What are the tradeoffs between having a thread-per-core (shared nothing) arch versus a multi threaded with work stealing.

Thread per core combines three big ideas: (1) concurrency should be handled in userspace instead of using expensive kernel threads, (2) I/O should be asynchronous to avoid blocking per-core threads, and (3) data is partitioned between CPU cores to eliminate synchronization cost and data movement between CPU caches. It’s hard to build high throughput systems without (1) and (2), but (3) is probably only needed on really large multicore machines

_ source _

Shared-nothing arch has been demonstrated to be performant than traditional shared-state arch. However, shared-nothing requires data partitioning which is harder than passing mutexes in shared-state arch.

Due to real life load imbalance (e.g. hot keys) some threads in the shared-nothing arch will perform more work than others. The raison d'etre of work stealing is to redistribute some of the work from busy threads to idle threads. This however introduces synchronization and cache misses.

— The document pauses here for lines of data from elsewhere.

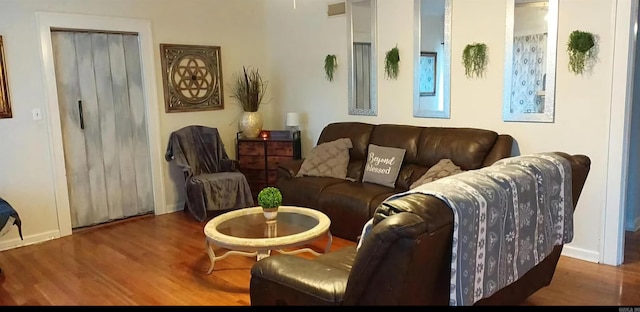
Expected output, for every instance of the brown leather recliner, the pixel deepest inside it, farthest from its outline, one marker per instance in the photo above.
(404, 260)
(351, 203)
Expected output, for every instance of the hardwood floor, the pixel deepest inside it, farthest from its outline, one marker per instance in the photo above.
(161, 260)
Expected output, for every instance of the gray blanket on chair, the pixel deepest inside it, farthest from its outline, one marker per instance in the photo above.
(507, 218)
(211, 180)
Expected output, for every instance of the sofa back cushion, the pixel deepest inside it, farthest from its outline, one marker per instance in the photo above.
(383, 165)
(329, 159)
(466, 147)
(359, 133)
(424, 146)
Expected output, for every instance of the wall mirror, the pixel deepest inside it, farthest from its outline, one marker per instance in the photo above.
(530, 60)
(361, 30)
(432, 61)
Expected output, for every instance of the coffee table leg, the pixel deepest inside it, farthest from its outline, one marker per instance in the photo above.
(212, 256)
(263, 254)
(329, 241)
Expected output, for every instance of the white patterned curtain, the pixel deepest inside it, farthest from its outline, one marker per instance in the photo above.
(528, 73)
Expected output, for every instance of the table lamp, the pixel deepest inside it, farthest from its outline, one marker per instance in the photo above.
(292, 122)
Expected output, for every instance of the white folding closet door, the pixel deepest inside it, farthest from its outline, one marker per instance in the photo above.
(103, 126)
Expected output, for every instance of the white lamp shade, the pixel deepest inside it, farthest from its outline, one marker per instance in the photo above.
(292, 120)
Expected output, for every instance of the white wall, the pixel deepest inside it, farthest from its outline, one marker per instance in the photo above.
(299, 39)
(26, 179)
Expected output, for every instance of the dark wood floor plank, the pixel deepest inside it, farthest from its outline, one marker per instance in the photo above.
(161, 261)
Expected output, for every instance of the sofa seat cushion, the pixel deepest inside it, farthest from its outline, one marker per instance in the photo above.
(304, 191)
(353, 201)
(444, 168)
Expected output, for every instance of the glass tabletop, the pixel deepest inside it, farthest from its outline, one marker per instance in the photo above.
(254, 225)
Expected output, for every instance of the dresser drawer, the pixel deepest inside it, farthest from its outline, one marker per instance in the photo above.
(280, 148)
(250, 148)
(251, 162)
(272, 177)
(274, 161)
(253, 175)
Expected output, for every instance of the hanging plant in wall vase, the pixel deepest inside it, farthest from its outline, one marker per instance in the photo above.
(581, 49)
(475, 59)
(330, 64)
(391, 63)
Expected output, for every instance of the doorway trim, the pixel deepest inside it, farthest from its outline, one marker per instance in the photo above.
(624, 22)
(45, 22)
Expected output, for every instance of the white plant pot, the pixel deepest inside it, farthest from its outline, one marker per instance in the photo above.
(251, 124)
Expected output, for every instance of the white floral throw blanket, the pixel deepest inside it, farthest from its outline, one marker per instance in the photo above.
(507, 218)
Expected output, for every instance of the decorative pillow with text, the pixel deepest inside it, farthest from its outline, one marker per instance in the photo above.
(383, 165)
(444, 168)
(329, 159)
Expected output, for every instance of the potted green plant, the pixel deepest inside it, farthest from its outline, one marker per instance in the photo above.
(391, 63)
(249, 89)
(330, 64)
(474, 58)
(580, 49)
(270, 200)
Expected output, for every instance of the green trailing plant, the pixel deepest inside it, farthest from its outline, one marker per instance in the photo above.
(391, 63)
(580, 48)
(270, 197)
(474, 58)
(330, 64)
(249, 89)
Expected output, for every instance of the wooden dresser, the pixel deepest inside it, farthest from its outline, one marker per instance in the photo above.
(259, 157)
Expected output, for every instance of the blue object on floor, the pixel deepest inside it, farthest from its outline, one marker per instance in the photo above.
(8, 218)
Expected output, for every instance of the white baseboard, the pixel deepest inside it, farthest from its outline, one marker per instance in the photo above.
(174, 208)
(29, 240)
(582, 254)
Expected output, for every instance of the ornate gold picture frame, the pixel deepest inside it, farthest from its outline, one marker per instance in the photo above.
(5, 105)
(192, 77)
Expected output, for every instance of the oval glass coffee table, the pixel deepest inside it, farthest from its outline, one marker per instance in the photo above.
(246, 232)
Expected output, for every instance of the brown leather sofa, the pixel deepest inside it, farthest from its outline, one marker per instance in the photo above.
(404, 260)
(349, 204)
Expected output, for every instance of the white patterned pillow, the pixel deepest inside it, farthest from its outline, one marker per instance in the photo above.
(383, 165)
(329, 159)
(444, 168)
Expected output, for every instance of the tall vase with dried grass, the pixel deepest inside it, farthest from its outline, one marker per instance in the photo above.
(249, 89)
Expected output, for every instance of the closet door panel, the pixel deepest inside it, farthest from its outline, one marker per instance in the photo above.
(93, 137)
(123, 123)
(110, 149)
(139, 124)
(66, 69)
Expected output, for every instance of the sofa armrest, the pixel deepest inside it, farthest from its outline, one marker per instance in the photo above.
(289, 169)
(291, 280)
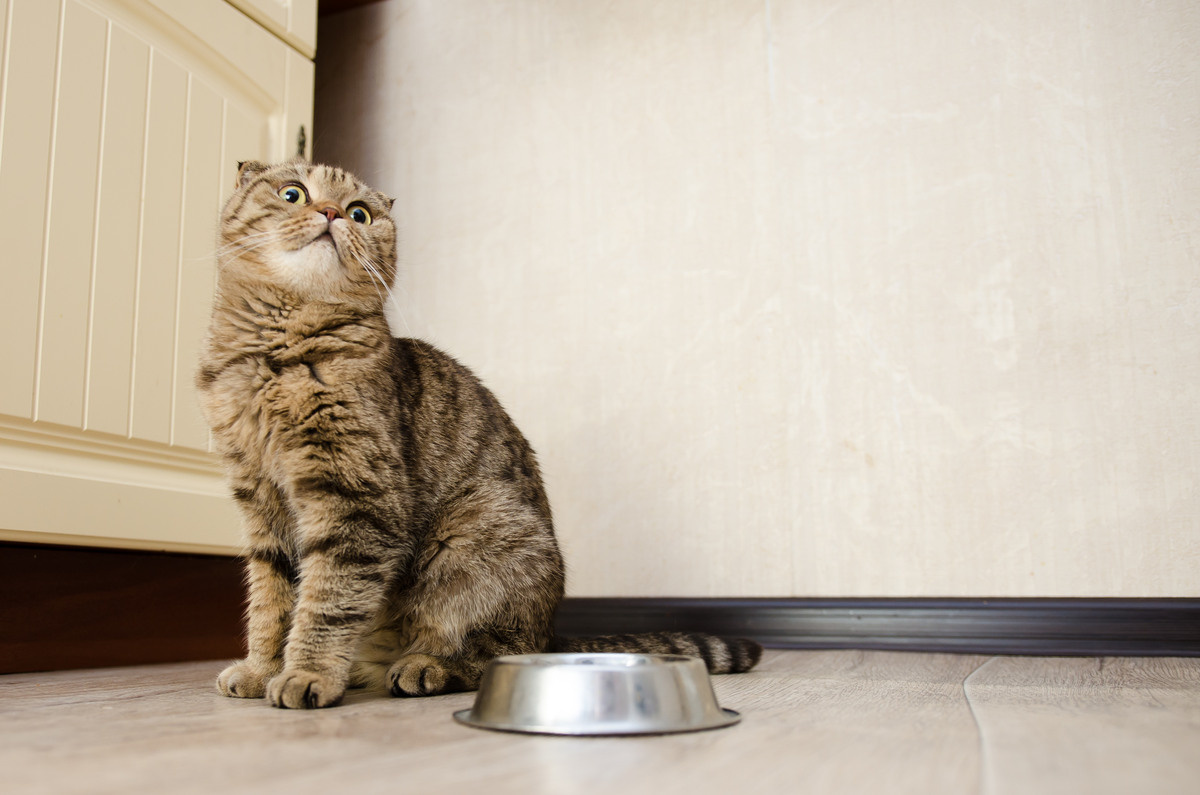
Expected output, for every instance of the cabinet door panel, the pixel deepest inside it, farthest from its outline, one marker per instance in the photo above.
(120, 129)
(24, 165)
(115, 264)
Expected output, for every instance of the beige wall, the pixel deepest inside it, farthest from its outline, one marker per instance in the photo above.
(811, 298)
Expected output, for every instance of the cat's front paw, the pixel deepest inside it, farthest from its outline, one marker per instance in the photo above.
(243, 681)
(299, 689)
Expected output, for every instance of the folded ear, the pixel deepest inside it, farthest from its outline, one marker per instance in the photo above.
(247, 169)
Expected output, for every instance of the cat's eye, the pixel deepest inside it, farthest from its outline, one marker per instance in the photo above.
(294, 193)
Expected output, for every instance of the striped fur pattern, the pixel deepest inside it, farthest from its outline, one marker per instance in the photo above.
(397, 531)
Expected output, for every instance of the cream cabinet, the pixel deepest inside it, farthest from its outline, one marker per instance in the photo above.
(121, 123)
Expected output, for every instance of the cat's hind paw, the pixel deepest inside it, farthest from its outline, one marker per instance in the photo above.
(419, 675)
(241, 681)
(300, 689)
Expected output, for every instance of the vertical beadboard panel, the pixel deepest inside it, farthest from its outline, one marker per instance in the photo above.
(114, 278)
(245, 138)
(72, 213)
(298, 113)
(197, 266)
(154, 358)
(24, 160)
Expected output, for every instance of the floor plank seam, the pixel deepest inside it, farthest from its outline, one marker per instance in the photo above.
(984, 763)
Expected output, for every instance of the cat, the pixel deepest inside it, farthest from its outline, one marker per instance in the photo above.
(397, 530)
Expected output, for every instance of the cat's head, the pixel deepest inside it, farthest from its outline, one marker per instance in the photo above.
(313, 231)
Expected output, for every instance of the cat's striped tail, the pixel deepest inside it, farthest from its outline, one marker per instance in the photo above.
(720, 655)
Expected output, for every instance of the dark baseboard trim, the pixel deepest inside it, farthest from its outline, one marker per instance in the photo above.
(1071, 627)
(64, 608)
(71, 607)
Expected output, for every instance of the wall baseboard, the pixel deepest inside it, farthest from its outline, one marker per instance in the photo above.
(65, 608)
(1080, 627)
(71, 607)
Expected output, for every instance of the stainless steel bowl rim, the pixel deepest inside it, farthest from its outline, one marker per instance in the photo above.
(604, 693)
(597, 730)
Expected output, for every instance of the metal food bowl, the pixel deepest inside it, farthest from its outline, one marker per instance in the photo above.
(597, 694)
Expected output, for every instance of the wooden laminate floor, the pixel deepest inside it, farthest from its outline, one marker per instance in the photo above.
(813, 722)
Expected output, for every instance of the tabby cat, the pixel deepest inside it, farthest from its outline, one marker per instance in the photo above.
(396, 524)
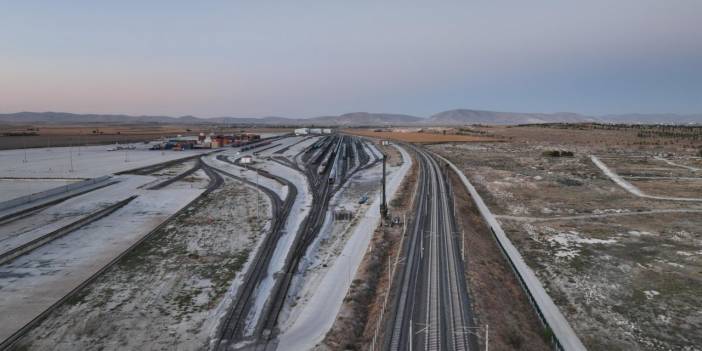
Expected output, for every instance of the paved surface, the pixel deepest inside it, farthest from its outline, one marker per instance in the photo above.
(549, 313)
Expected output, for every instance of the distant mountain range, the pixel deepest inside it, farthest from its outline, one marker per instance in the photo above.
(446, 118)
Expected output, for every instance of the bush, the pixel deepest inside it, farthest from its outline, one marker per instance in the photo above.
(557, 153)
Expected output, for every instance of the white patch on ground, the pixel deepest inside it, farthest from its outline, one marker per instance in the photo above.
(93, 161)
(651, 294)
(14, 188)
(252, 176)
(567, 245)
(31, 283)
(298, 212)
(630, 187)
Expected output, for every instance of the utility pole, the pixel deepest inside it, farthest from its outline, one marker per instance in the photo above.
(384, 204)
(258, 195)
(486, 336)
(411, 335)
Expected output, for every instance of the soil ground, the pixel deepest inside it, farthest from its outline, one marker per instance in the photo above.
(625, 271)
(355, 325)
(417, 137)
(67, 135)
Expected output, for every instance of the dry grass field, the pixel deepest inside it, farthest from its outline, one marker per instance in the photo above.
(87, 134)
(625, 270)
(420, 137)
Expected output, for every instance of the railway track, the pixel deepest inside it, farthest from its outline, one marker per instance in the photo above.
(431, 308)
(215, 182)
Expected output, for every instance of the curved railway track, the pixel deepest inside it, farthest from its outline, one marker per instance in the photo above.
(431, 309)
(232, 328)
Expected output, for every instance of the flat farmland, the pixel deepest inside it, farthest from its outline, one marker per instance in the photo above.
(418, 137)
(87, 134)
(625, 270)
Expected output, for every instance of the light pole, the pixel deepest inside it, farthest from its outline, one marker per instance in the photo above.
(70, 155)
(24, 146)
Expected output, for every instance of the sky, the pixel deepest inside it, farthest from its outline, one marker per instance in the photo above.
(314, 58)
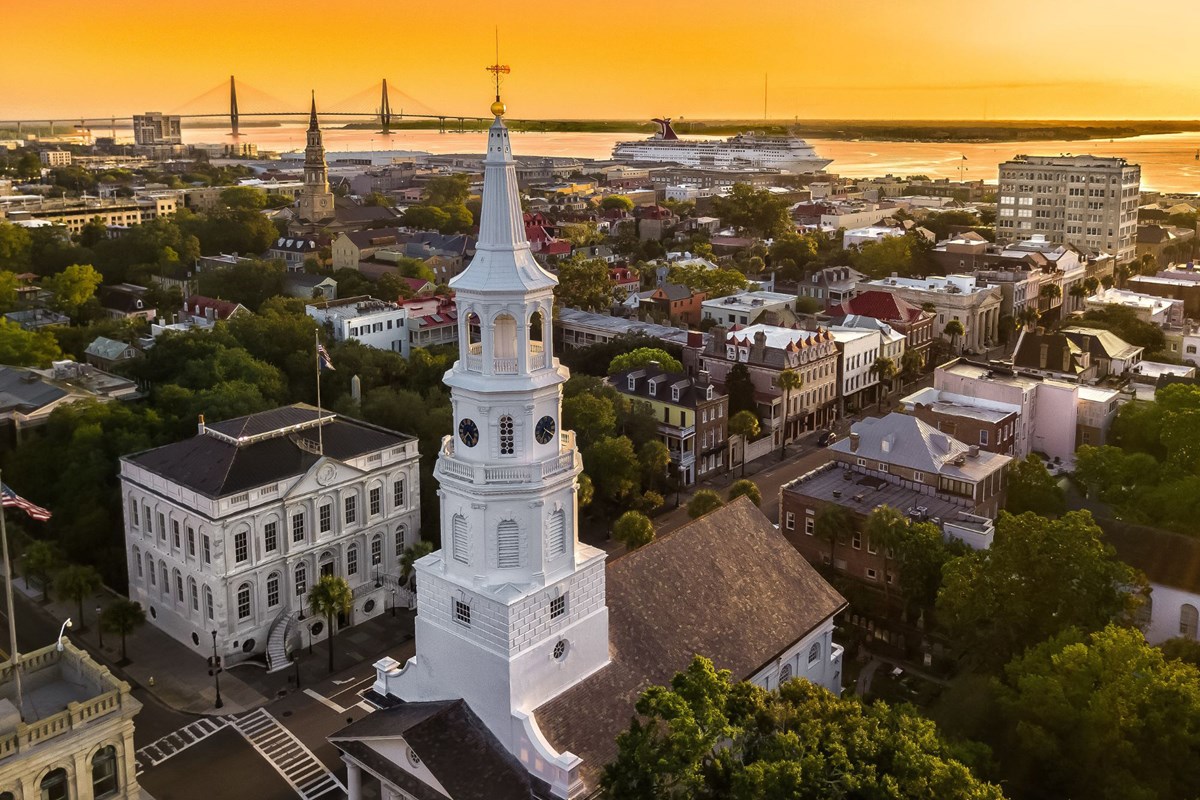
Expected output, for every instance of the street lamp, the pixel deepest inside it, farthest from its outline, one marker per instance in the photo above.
(215, 671)
(61, 631)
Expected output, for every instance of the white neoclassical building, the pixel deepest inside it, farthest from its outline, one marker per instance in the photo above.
(531, 651)
(228, 530)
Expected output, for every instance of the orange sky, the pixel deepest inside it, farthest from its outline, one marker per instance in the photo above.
(928, 59)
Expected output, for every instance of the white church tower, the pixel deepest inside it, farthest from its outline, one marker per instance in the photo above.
(511, 609)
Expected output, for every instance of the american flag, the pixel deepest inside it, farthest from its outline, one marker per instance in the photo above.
(323, 359)
(13, 500)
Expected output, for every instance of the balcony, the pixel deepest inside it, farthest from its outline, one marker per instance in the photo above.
(501, 475)
(508, 366)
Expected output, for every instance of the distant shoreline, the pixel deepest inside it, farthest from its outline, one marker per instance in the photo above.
(935, 131)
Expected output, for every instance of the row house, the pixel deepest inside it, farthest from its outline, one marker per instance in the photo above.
(766, 352)
(901, 462)
(693, 417)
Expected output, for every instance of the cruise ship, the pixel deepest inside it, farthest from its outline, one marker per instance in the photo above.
(742, 150)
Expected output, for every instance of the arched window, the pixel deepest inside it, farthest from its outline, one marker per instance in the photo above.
(54, 786)
(244, 601)
(508, 545)
(1188, 619)
(1145, 612)
(507, 435)
(103, 773)
(556, 535)
(459, 539)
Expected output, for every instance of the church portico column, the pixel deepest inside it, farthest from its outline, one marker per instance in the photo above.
(353, 781)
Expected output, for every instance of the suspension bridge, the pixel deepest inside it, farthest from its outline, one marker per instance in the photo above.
(377, 102)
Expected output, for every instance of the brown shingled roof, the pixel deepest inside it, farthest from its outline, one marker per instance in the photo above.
(727, 587)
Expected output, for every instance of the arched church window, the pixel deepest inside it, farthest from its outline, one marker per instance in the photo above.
(508, 542)
(459, 539)
(508, 439)
(556, 535)
(1188, 620)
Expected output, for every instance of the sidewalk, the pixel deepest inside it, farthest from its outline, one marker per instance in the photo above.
(174, 674)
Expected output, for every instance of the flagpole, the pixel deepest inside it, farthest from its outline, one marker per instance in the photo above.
(321, 425)
(15, 656)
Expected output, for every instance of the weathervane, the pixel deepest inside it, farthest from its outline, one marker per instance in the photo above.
(497, 70)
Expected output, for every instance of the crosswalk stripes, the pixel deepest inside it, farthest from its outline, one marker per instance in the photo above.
(178, 740)
(294, 762)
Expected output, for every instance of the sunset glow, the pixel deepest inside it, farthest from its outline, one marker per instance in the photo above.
(940, 59)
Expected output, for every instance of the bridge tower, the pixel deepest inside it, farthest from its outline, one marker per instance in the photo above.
(385, 110)
(233, 108)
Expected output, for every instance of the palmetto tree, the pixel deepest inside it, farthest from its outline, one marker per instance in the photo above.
(789, 382)
(883, 368)
(331, 596)
(745, 425)
(78, 583)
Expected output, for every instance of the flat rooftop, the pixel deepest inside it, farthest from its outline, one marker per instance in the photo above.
(862, 492)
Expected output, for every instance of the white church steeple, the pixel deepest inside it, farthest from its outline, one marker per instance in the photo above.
(511, 609)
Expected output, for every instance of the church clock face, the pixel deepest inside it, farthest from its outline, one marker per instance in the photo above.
(468, 432)
(545, 429)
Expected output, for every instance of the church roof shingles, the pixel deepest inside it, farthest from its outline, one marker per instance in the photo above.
(727, 587)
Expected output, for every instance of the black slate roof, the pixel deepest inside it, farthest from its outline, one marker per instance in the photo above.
(214, 467)
(727, 587)
(450, 740)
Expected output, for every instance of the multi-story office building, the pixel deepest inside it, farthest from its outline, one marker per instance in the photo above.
(70, 732)
(156, 128)
(1083, 200)
(231, 529)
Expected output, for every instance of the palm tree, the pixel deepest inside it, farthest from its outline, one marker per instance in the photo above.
(885, 528)
(412, 554)
(883, 368)
(78, 583)
(745, 425)
(331, 596)
(124, 617)
(954, 330)
(832, 523)
(789, 382)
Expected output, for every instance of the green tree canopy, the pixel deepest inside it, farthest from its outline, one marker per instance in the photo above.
(1031, 487)
(759, 212)
(633, 529)
(1102, 716)
(1039, 577)
(642, 358)
(583, 283)
(708, 737)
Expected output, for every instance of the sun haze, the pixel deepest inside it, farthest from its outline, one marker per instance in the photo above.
(937, 59)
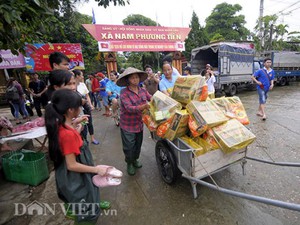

There are clear reasons for both approaches, the correct approach seems to be determined by the load patterns.

Oct-27-2023

Title: Introducing Glommio

#rust

Glommio is an async runtime by Datadog implemented using the thread-per-core shared-nothing paradigm.

Sharding is necessary to implement thread-per-core, it partitions the keyspace to the various threads. Also since only a single thread operates on a shard, there's no need for locking; even if there might be several async tasks on the same thread their data access will be serialized.

Glommio provides a task queue mechanism that allows to define latency requirements and execution time requirements. Tasks can then be queued based on their needs e.g. if long running and not latency sensitive etc.

Glommio uses io_uring; Linux's new async IO API. It has three rings: main, latency and poll. The latency ring exists in order to prioritize latency-sensitive task !? I'm not sure, it wasn't clear to me.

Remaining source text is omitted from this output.